Universities offering what are often deemed as 'lower value' courses, such as arts, humanities and social science degrees, are potentially going to see a more significant reduction in income, so this could be a worry for them, even if they aren't currently struggling. We know that there's still value in people going to university. We know that there is still demand from students wanting to study and businesses wanting graduates from these types of courses. So I guess the question is around how they will be funded. Courses such as English, Law and Language (generally classroom based courses) cost approximately £8,800 per year to run - which is more than the proposed new fee - so they could potentially be loss generating.

If the Government is going to bridge the gap created by reduced tuition fees, it seems likely that 'higher value' courses like Medicine, will take priority. Universities should be looking at the range of courses they are offering and the costs associated with delivery. It's concerning for them that they might not be able to offer a diverse range of courses if there is a rebalancing of funding between degree subjects.

What do you think this means to universities that are currently in a good position?

No University should rest on their laurels. Universities are big, change can take a lot of time to implement. They still need to be thinking strategically about what this means for them going forward. Usually universities that are in a good position are so because they are good at planning and managing change. 'What If' scenarios and situation modelling will help them see how agile they could be and how easily they could adapt to change, whilst retaining their strong position.

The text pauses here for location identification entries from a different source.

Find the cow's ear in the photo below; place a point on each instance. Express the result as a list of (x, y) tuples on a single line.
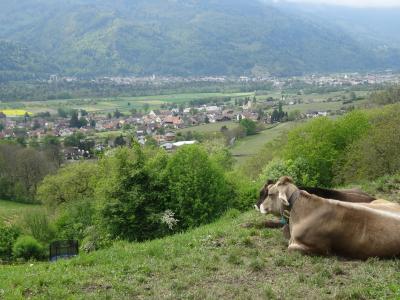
[(284, 180), (282, 196)]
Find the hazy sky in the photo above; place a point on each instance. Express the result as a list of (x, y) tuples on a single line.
[(359, 3)]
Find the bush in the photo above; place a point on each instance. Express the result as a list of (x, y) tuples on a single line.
[(244, 191), (249, 126), (375, 154), (198, 189), (36, 224), (298, 169), (27, 247), (132, 195), (75, 217), (319, 145), (8, 236)]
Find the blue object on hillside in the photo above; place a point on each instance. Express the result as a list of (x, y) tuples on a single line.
[(63, 249)]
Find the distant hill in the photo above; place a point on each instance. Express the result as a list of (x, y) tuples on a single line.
[(182, 37), (17, 62)]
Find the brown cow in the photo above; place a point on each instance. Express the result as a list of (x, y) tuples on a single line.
[(325, 226), (349, 195)]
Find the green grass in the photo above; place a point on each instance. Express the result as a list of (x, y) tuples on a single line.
[(253, 144), (124, 104), (219, 261), (10, 211), (211, 127)]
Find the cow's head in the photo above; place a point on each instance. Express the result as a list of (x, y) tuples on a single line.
[(263, 194), (278, 196)]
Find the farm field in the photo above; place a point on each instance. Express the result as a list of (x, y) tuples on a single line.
[(14, 112), (124, 104), (220, 260), (9, 210), (253, 144), (211, 127)]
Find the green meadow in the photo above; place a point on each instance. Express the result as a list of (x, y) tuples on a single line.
[(10, 211), (233, 258), (124, 104)]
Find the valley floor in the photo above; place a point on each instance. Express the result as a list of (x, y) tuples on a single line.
[(221, 260)]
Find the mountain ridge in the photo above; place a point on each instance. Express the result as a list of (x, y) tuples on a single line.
[(175, 37)]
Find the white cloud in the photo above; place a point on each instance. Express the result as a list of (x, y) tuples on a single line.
[(358, 3)]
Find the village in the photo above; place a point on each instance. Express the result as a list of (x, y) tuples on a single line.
[(83, 134)]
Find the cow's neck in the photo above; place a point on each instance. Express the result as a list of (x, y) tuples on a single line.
[(286, 212), (293, 198)]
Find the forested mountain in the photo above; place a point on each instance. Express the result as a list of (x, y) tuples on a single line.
[(17, 62), (180, 37)]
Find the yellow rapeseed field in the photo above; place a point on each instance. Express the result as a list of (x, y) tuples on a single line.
[(14, 112)]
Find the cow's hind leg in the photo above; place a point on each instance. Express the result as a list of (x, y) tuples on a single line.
[(296, 246)]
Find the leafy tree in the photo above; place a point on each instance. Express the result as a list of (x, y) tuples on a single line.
[(249, 125), (62, 113), (314, 142), (131, 203), (74, 140), (72, 183), (146, 107), (74, 121), (117, 114), (119, 141), (198, 190), (8, 236), (376, 153)]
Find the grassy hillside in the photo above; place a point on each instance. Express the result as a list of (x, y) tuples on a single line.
[(221, 260), (123, 104), (86, 37), (9, 211), (253, 144)]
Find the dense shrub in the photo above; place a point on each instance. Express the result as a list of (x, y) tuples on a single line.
[(298, 169), (377, 153), (72, 183), (74, 219), (320, 144), (8, 236), (244, 190), (198, 190), (21, 171), (249, 126), (27, 247), (131, 200), (37, 224)]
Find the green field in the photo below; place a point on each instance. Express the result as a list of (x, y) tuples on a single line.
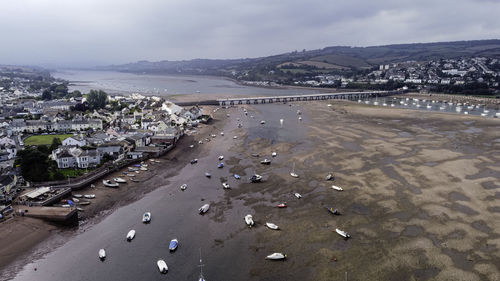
[(44, 139)]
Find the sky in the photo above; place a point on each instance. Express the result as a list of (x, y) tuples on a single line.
[(102, 32)]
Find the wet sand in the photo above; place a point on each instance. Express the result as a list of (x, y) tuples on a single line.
[(420, 199)]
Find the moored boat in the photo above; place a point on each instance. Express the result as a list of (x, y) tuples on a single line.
[(109, 183), (276, 256), (249, 220), (162, 266), (130, 235), (174, 243), (272, 226), (146, 218), (203, 209)]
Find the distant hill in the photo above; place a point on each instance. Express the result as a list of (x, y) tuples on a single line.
[(327, 60)]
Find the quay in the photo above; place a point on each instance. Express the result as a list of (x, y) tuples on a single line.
[(307, 97)]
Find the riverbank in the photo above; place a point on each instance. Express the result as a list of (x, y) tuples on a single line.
[(21, 235)]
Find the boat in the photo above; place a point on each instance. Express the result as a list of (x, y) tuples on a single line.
[(102, 254), (130, 235), (337, 188), (292, 173), (120, 180), (342, 233), (256, 178), (109, 183), (282, 205), (276, 256), (249, 220), (265, 162), (174, 243), (272, 226), (146, 218), (162, 266), (333, 211), (204, 209)]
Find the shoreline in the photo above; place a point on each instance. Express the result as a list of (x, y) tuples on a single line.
[(24, 235)]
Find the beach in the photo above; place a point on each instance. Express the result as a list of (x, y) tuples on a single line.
[(420, 200)]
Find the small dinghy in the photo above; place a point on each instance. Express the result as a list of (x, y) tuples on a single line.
[(265, 162), (146, 218), (204, 209), (333, 211), (174, 243), (276, 256), (162, 266), (338, 188), (342, 233), (249, 220), (256, 178), (120, 180), (130, 235), (108, 183), (102, 254), (272, 226)]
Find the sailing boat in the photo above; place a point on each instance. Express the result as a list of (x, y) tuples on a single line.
[(293, 174), (201, 269)]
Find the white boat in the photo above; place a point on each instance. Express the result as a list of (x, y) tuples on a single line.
[(146, 218), (102, 254), (276, 256), (272, 226), (337, 188), (109, 183), (130, 235), (204, 208), (162, 266), (249, 220), (120, 180), (342, 233)]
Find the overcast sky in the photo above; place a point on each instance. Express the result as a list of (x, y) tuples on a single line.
[(100, 32)]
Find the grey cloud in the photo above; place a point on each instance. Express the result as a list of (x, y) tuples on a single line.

What do universities need to do / start thinking about in the short, medium and long term?

In the short (and medium and long!) term, it's around modelling how the review will impact them. Thinking about what it would mean if income was reduced, the impact on cost base and how they can best structure their University to maximise value for money for students, and in turn positively affecting student satisfaction.

Because there is uncertainty there is time to plan for how this might play out. We know what the recommendations are, so there's potentially also time to bargain against them if they don't agree with them!

Long term, it's unclear. But its suggested that Universities ultimately need to do more for less whilst still upholding their credibility, heritage and long standing value. There needs to be focus on modelling the future of the university. Then organisations are prepared for decisions going forward. Knowing their future strategy is adaptable will give them greater flexibility and mean they can respond quickly and effectively to change in policy.

What would be the one piece of advice you would give to a university thinking about the impact of this review and how they might benefit from it?

To benchmark. That might seem an obvious suggestion but it's true. The review suggests it's time for universities to fully understand their operations at a granular level. They should be preparing by looking at their cost base, modelling the impact of the potential changes, and scrutinising the value derived from their resources , both in terms of student satisfaction and delivery of professional services internally.